← Back to context

Comment by theodpHN

1 year ago

Yes, it's very convenient to be able to use SQL with your massively parallel commercial database (Oracle, Snowflake, etc.) and then again with the results sets (Pandas, etc.). Interestingly, it's a concept that was implemented 35 years ago in SAS (link below) but is just now gaining traction in today's "modern" software (e.g., via DuckDB).

USING THE NEW SQL PROCEDURE IN SAS PROGRAMS (1989) https://support.sas.com/resources/papers/proceedings-archive... The Sql procedure uses SQL to create, modify, and retrieve data from SAS data sets and views derived from those data sets. You can also use the SOL procedure to join data sets and views with those from other database management systems through the SAS/ACCESS software interfaces.

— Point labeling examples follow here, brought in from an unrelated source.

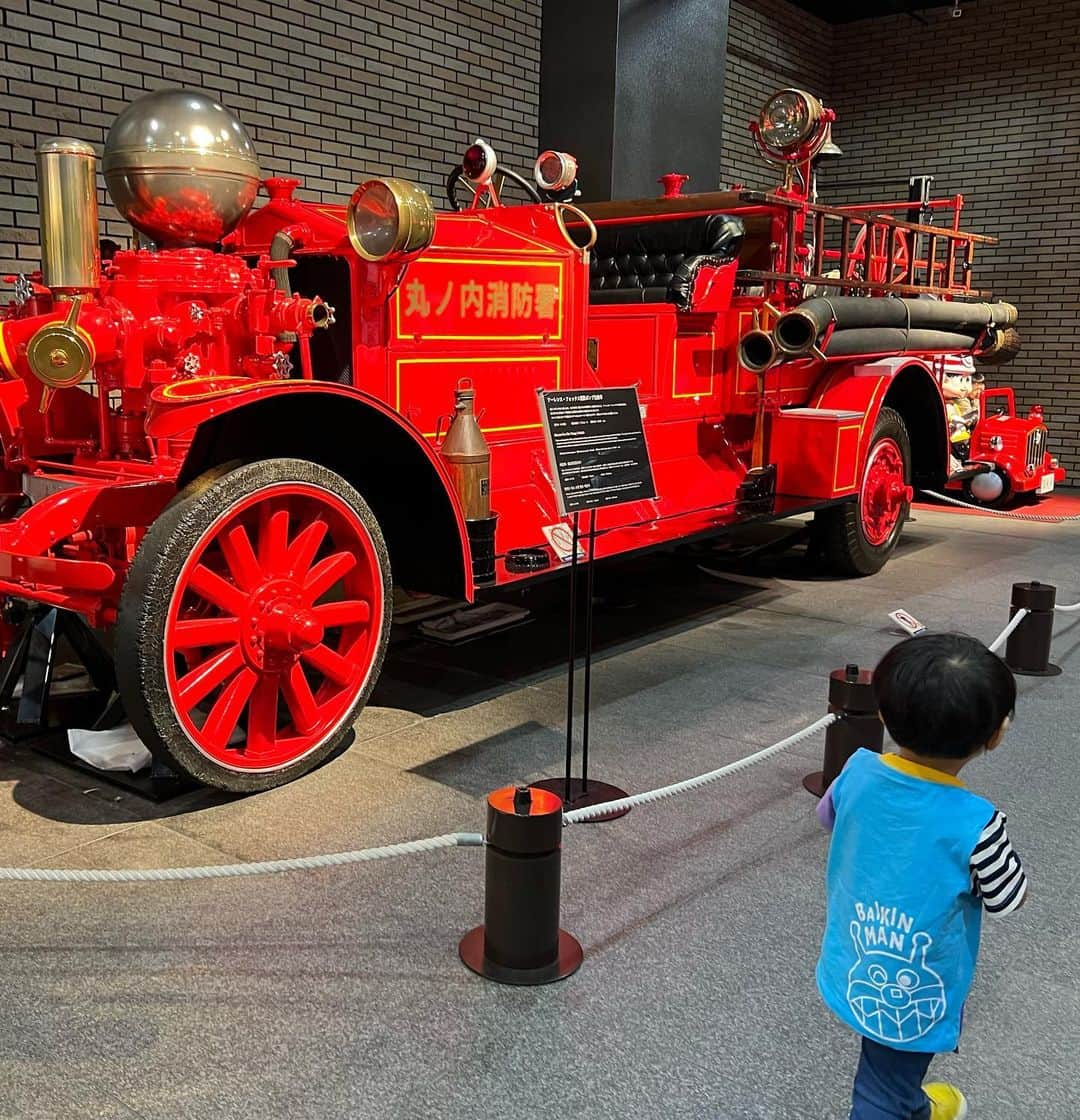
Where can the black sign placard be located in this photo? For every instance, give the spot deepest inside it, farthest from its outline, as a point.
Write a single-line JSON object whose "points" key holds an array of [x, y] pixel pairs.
{"points": [[596, 446]]}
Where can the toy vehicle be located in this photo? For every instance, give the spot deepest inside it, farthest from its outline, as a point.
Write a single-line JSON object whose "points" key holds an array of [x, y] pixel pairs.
{"points": [[1006, 457], [222, 446]]}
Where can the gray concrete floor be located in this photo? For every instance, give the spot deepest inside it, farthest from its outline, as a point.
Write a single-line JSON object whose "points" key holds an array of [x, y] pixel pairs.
{"points": [[338, 994]]}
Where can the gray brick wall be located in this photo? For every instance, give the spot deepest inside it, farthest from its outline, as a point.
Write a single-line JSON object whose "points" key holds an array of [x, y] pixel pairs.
{"points": [[770, 45], [331, 93], [986, 104]]}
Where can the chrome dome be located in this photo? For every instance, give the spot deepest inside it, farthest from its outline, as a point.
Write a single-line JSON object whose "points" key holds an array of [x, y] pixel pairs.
{"points": [[180, 168]]}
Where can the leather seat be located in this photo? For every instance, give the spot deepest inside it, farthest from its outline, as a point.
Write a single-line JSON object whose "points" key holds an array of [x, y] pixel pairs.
{"points": [[658, 261]]}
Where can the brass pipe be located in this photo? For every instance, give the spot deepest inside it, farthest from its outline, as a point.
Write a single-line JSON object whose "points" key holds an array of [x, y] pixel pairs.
{"points": [[67, 204]]}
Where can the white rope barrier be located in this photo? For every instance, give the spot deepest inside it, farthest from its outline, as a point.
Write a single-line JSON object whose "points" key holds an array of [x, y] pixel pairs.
{"points": [[593, 812], [1049, 519], [1013, 623], [234, 870]]}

Wow, that is really cool. One of my theses is that DuckDB will be bought by GCP (BigQuery), and polars will be bought by Databricks (or AWS). The thesis is based on the idea that Snowflake bought the Modin platform. The movement in DE seems to be towards data warehouse platforms streaming data (views/results) down to dataframe (Modin, Polars, DuckDB) platforms, which then stream down to their BI platforms. Because these database platforms are designed as OLAP platforms so, this approach makes sense.